Both mobility packages are setting a similar timeframe with deadlines in 2025 and 2030. Yet, their objectives in terms of CO2 cuts differ across types of vehicles.
For cars and vans, the Commission has set a 15% reduction target by 2025 and 30% by 2030. The baseline is calculated on the total emissions of a manufacturer’s car or van fleet in 2021. After heated debates, the final agreement between the Council and the Parliament in December 2018 set a 15% cut by 2025 for both vans and cars. By 2030, the required reduction is 37.5% for cars and 31% for vans.
For their first regulation on reducing CO2 emissions of HDVs, the co-legislators adopted an ambitious deal that was consistent with the Commission’s initial proposal of cut of 15% by 2025 and 30% by 2030. The baseline is calculated on total emissions in 2019. Another critical difference between the LDV and HDV regulations is the possibility given to the Commission to revise the HDV targets in 2022. Arguably, some flexibility is needed given the uncertainty over the ability of manufacturers to meet such goals.
The legislative debate has shed light on the need to balance environmental concerns with the feasibility for the car industry to reach the newly set targets. It has also led to consider various options from hybrid and hydrogen to fully electric vehicles.”
Another fallout of the “dieselgate” has been the growing criticism of existing testing procedures, especially the New European Driving Cycle (NEDC). To close emission measurement gaps, the EC decided to adopt the WLTP (Worldwide Harmonised Light Vehicle Test Procedure) for the calculation of CO2 emissions. This method is much more accurate, and as such, much more demanding for manufacturers. Compared to the NEDC approach, the new approach raised CO2 measurements by 20 to 30%. And the efforts did not stop there.
It was also agreed to let the Commission assess by 2023 the feasibility of developing real-world emission test procedures. Those will be based on data from fuel consumption meters to be installed in new cars and vans with the Portable Emission Measurement System (PEMS). However, industry has already criticised this tool as ill-suited to reduce the margin of error in CO2 emission measurements. The result of those measurements among other factors will lead to a revision of the specific targets to be met by each manufacturer by 2030.
And there is more. The LDV and HDV regulations have also introduced benchmarks and incentives for manufacturers to produce Zero and Low Emission Vehicles (ZLEV). This contrast with the strategy of other economic powerhouses, such as China, which relies more on the definition of production and sales quotas to promote clean vehicles.
Meanwhile, the legislative debate has shed light on the need to balance environmental concerns with technical feasibility. The car industry must innovate technologically to reach the newly set targets. This constraint calls for flexibility on the options to be consider, whether hybrid, hydrogen or fully electric vehicles.
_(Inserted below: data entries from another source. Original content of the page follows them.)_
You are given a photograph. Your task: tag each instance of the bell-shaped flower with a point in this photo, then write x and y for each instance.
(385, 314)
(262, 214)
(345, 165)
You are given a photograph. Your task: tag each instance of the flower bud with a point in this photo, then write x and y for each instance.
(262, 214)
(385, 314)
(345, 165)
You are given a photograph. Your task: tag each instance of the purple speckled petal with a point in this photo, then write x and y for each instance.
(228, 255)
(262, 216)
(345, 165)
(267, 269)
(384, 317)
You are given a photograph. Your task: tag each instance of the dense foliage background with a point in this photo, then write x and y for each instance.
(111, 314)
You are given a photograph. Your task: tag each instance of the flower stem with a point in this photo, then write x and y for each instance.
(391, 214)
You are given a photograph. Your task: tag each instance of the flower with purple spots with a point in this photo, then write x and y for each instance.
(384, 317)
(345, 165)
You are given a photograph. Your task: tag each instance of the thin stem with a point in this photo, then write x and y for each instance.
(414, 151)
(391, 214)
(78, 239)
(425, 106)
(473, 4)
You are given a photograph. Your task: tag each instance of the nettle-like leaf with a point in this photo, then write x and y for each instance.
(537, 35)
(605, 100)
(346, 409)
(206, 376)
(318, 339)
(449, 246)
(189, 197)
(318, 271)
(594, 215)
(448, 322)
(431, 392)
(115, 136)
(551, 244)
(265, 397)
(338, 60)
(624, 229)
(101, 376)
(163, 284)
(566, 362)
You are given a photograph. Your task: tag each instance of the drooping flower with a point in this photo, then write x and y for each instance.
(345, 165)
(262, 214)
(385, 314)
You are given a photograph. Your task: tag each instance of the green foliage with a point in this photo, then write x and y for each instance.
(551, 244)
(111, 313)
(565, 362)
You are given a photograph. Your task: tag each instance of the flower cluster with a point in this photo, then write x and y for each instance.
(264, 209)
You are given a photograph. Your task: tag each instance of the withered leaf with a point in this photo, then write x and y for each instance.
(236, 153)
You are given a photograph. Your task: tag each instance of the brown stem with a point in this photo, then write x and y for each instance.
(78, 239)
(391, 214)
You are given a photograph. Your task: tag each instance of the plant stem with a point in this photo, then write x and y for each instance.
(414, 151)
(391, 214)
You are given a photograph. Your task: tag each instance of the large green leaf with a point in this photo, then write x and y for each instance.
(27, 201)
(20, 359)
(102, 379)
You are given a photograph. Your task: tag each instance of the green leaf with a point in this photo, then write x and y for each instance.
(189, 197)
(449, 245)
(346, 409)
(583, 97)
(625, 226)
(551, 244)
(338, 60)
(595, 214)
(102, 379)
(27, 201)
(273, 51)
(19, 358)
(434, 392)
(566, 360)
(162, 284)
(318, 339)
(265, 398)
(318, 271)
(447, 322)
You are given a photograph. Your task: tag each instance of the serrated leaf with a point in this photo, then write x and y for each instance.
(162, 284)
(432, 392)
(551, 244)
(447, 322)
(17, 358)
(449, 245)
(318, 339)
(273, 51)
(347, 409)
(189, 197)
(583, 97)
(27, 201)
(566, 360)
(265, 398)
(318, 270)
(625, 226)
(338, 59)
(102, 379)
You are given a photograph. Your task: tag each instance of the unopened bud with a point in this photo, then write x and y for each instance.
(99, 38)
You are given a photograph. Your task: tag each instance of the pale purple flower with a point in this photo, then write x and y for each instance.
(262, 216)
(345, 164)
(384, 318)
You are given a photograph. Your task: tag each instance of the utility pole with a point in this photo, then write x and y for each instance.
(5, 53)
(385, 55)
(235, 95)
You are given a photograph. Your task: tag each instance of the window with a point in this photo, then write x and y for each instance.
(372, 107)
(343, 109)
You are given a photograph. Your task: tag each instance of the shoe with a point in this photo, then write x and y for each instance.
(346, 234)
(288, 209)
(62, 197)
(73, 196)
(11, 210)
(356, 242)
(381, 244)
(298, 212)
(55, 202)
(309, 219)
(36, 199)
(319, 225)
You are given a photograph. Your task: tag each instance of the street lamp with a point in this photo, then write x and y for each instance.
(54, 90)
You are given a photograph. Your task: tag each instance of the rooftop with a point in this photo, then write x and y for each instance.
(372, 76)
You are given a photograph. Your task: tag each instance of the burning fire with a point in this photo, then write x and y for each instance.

Despite the Commission’s technology-neutral approach to CO2 emission reduction, electric cars were often presented as the golden child for transport’s predicaments. Meanwhile, when considering market prices (for consumers), the autonomy of vehicles and the deployment of the required charging infrastructure, Europe is not ready yet. Besides, other concerns include the sustainability of the electricity powering cars or the components and raw materials used to manufacture batteries.
In a nutshell, on the decarbonisation of transport, the Juncker Commission’s track record seems rather convincing from a consumer or voter point of view. In terms of regulatory power, it also demonstrates that the EU remains more relevant than its national counterparts. Yet, regulations will not change our day-to-day if the industry cannot deliver on the expected changes.